FIG. 1 is a block diagram of an image display device according to an embodiment of the present invention, FIG. 2 is a timing chart of main parts thereof, and FIG. 3 is an explanatory diagram showing write / read timing of a memory. (1) Liquid crystal display (2) Driver (3)
... screen memory, (4) ... (write) address counter,
(5a) (5b) ... (read) address counter, (6a)
(6b) ... selector, (7) ... register, (8) ...
Image processing circuit, (9)... Timing control circuit.

Claims (1)

(57) [Claims] 1. A liquid crystal display comprising a dot matrix divided into upper and lower parts, and a screen having an upper screen memory and a lower screen memory for storing pixel information corresponding to dots of the liquid crystal display for one screen.
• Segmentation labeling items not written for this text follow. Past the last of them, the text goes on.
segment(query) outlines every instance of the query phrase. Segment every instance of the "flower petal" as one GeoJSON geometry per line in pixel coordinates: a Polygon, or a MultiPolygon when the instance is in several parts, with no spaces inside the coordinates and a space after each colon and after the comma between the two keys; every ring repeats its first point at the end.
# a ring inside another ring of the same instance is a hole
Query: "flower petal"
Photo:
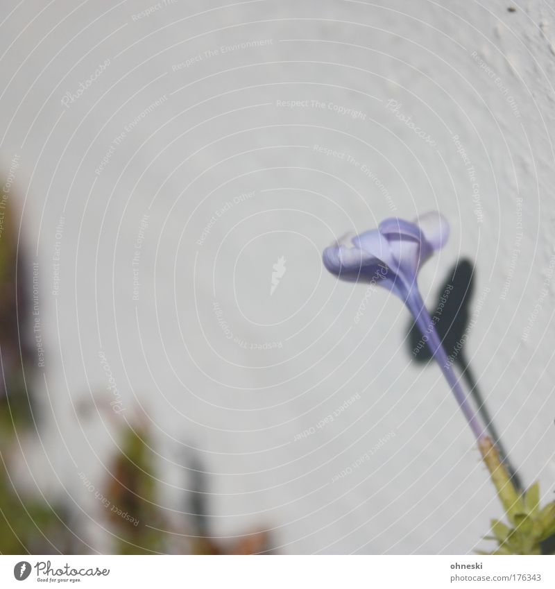
{"type": "Polygon", "coordinates": [[[395,259],[391,255],[389,242],[379,230],[372,229],[356,235],[352,238],[352,244],[355,248],[364,250],[386,265],[393,267],[397,266],[395,259]]]}
{"type": "Polygon", "coordinates": [[[374,256],[358,248],[346,248],[336,244],[324,250],[324,266],[334,274],[359,274],[361,268],[375,261],[374,256]]]}

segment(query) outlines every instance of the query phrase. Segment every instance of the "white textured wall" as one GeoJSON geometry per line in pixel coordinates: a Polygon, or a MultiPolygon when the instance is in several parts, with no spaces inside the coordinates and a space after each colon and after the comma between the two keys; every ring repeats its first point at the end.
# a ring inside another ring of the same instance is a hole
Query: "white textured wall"
{"type": "Polygon", "coordinates": [[[178,464],[197,448],[213,473],[214,534],[266,526],[286,553],[471,552],[501,512],[446,383],[436,366],[411,363],[401,303],[376,291],[354,323],[364,287],[338,282],[320,256],[335,236],[375,226],[393,209],[408,219],[442,211],[452,235],[420,274],[422,294],[435,298],[457,257],[476,260],[475,302],[486,296],[467,350],[522,477],[539,478],[552,498],[555,8],[536,0],[223,3],[178,0],[134,20],[149,0],[59,0],[40,11],[4,2],[1,146],[6,168],[21,157],[23,239],[38,252],[47,346],[35,382],[47,459],[26,449],[36,481],[81,504],[92,518],[87,541],[109,549],[93,521],[101,523],[102,509],[78,475],[101,484],[118,425],[140,404],[162,456],[164,504],[183,507],[189,477],[178,464]],[[260,40],[271,43],[204,53],[260,40]],[[66,93],[106,60],[65,107],[66,93]],[[454,135],[475,170],[477,201],[454,135]],[[280,256],[287,271],[271,296],[280,256]],[[234,337],[282,347],[227,339],[214,301],[234,337]],[[76,411],[92,393],[112,400],[99,350],[122,396],[119,416],[76,411]]]}

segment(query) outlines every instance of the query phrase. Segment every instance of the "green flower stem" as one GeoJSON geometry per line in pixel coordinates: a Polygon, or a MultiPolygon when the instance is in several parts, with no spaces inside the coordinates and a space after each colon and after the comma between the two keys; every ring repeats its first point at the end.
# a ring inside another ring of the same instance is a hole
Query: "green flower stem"
{"type": "Polygon", "coordinates": [[[497,490],[497,495],[511,522],[515,515],[524,513],[524,505],[520,494],[511,481],[511,475],[501,461],[499,452],[491,438],[484,436],[478,441],[478,447],[488,470],[491,480],[497,490]]]}

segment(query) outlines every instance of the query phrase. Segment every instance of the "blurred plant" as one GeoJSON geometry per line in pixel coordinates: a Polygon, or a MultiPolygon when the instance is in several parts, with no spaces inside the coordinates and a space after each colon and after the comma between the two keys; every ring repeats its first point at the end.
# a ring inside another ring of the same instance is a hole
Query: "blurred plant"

A memory, and writing means for sequentially storing video signals sequentially sent for one screen in the screen memory consisting of an upper screen memory and a lower screen memory in a predetermined number of pixel information units in pixel order; Reading means for sequentially reading screen information used for displaying both lower screens from a screen memory in units of a predetermined number of pixel information; and a writing timing of the writing means and a reading timing of the reading means. The timing is set alternately, and the reading means alternately stores pixel information corresponding to the upper screen and pixel information corresponding to the lower screen in a predetermined number of pixel information units for the upper screen memory and the lower screen memory. From memory The image display apparatus characterized by the pixel information for one screen by issuing several Kaidoku was configured to send the liquid crystal display device.